= ISAAC (cipher) =

Cryptographic number generator

ISAAC (indirection, shift, accumulate, add, and count) is a cryptographically secure pseudorandom number generator and a stream cipher designed by Robert J. Jenkins Jr. in 1993. The reference implementation source code was dedicated to the public domain.

"I developed (...) tests to break a generator, and I developed the generator to pass the tests. The generator is ISAAC."

== Operation ==

The ISAAC algorithm has similarities with RC4. It uses an array of 256 four-octet integers as the internal state, writing the results to another 256 four-octet integer array, from which they are read one at a time until empty, at which point they are recomputed. The computation consists of altering i-element with (i⊕128)-element, two elements of the state array found by indirection, an accumulator, and a counter, for all values of i from 0 to 255. Since it only takes about 19 32-bit operations for each 32-bit output word, it is very fast on 32-bit computers.

== Cryptanalysis ==

Cryptanalysis has been undertaken by Marina Pudovkina (2001). Her attack can recover the initial state with a complexity that is approximated to be less than the time needed for searching through the square root of all possible initial states. In practice this means that the attack needs $4.67 \times 10^{1240}$ instead of $10^{2466}$. This result has had no practical impact on the security of ISAAC.

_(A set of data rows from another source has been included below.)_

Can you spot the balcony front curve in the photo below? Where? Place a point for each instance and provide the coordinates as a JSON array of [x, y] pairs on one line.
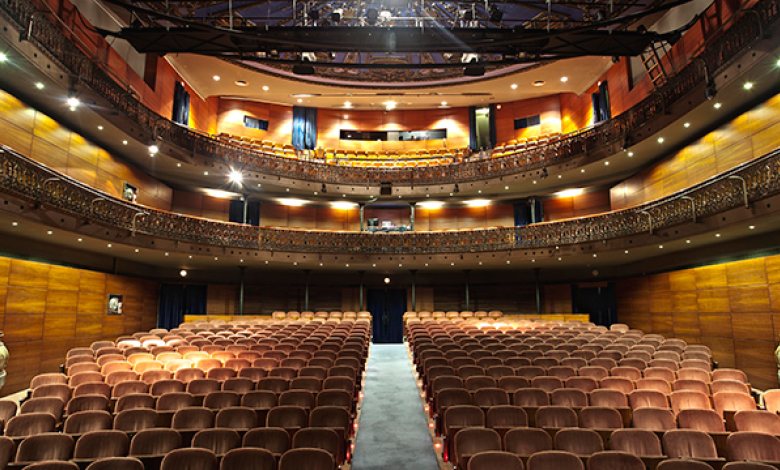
[[26, 180], [606, 138]]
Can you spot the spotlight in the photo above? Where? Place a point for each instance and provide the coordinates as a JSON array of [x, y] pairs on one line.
[[711, 90], [372, 15], [496, 15], [236, 177], [73, 103]]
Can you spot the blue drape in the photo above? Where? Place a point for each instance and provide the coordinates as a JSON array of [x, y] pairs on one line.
[[176, 300], [304, 128], [473, 128], [492, 125], [606, 112], [181, 104]]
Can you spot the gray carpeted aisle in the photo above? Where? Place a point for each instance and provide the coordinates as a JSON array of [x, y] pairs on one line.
[[393, 432]]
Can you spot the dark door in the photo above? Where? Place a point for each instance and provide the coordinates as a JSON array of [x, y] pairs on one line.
[[599, 302], [387, 307]]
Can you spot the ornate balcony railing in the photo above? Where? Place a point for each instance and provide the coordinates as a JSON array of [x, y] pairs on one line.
[[45, 32], [738, 187]]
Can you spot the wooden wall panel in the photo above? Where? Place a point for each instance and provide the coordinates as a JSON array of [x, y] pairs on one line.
[[47, 309], [749, 136], [734, 308], [43, 139]]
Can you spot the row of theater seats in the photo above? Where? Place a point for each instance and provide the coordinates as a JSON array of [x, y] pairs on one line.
[[483, 383], [453, 315], [515, 146], [357, 158], [334, 315], [204, 391]]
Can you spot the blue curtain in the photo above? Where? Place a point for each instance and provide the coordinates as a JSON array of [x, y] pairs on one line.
[[176, 300], [304, 128], [606, 112], [181, 104], [601, 106], [492, 125], [473, 128]]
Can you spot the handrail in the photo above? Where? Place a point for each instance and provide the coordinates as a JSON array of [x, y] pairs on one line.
[[615, 132], [26, 179]]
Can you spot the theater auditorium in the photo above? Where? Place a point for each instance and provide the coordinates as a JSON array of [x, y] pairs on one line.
[[389, 234]]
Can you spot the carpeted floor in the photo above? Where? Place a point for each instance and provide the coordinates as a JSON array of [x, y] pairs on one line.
[[393, 433]]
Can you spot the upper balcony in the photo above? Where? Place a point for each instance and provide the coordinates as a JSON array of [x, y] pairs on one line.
[[743, 46]]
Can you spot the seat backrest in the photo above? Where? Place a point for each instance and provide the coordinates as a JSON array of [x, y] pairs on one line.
[[581, 442], [641, 442], [490, 460], [527, 441], [311, 459], [248, 459], [756, 446], [189, 459], [554, 460], [101, 444], [686, 443], [612, 460]]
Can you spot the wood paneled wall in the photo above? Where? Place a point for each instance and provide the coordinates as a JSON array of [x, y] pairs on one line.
[[734, 308], [749, 136], [592, 202], [547, 107], [43, 139], [47, 309]]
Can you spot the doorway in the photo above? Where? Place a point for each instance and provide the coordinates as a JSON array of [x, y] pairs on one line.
[[483, 128], [387, 307], [598, 301]]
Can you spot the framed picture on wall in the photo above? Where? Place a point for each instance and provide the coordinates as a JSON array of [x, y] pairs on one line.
[[129, 192], [114, 304]]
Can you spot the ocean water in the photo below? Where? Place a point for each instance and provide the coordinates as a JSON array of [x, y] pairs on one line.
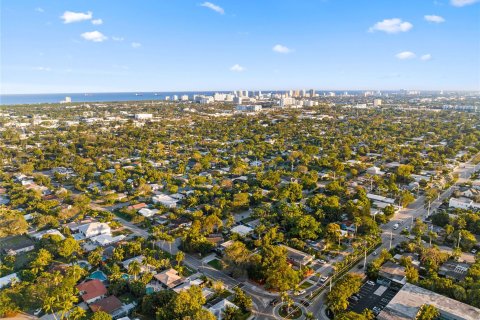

In 2006 Jean-Philippe Aumasson discovered several sets of weak states. The fourth presented (and smallest) set of weak states leads to a highly biased output for the first round of ISAAC and allows the derivation of the internal state, similar to a weakness in RC4. It is not clear if an attacker can tell from just the output whether the generator is in one of these weak states or not. He also shows that a previous attack is flawed, since the Paul-Preneel attack is based on an erroneous algorithm rather than the real ISAAC.
An improved version of ISAAC is proposed, called ISAAC+.

== Usage outside cryptography ==

Many implementations of ISAAC are so fast that they can compete with other high speed PRNGs, even with those designed primarily for speed not for security. Only a few other generators of such high quality and speed exist in usage.
ISAAC is used in the Unix tool shred to securely overwrite data.

Also, ISAAC algorithm is implemented in Java Apache Commons Math library, and in NetHack for its RNG.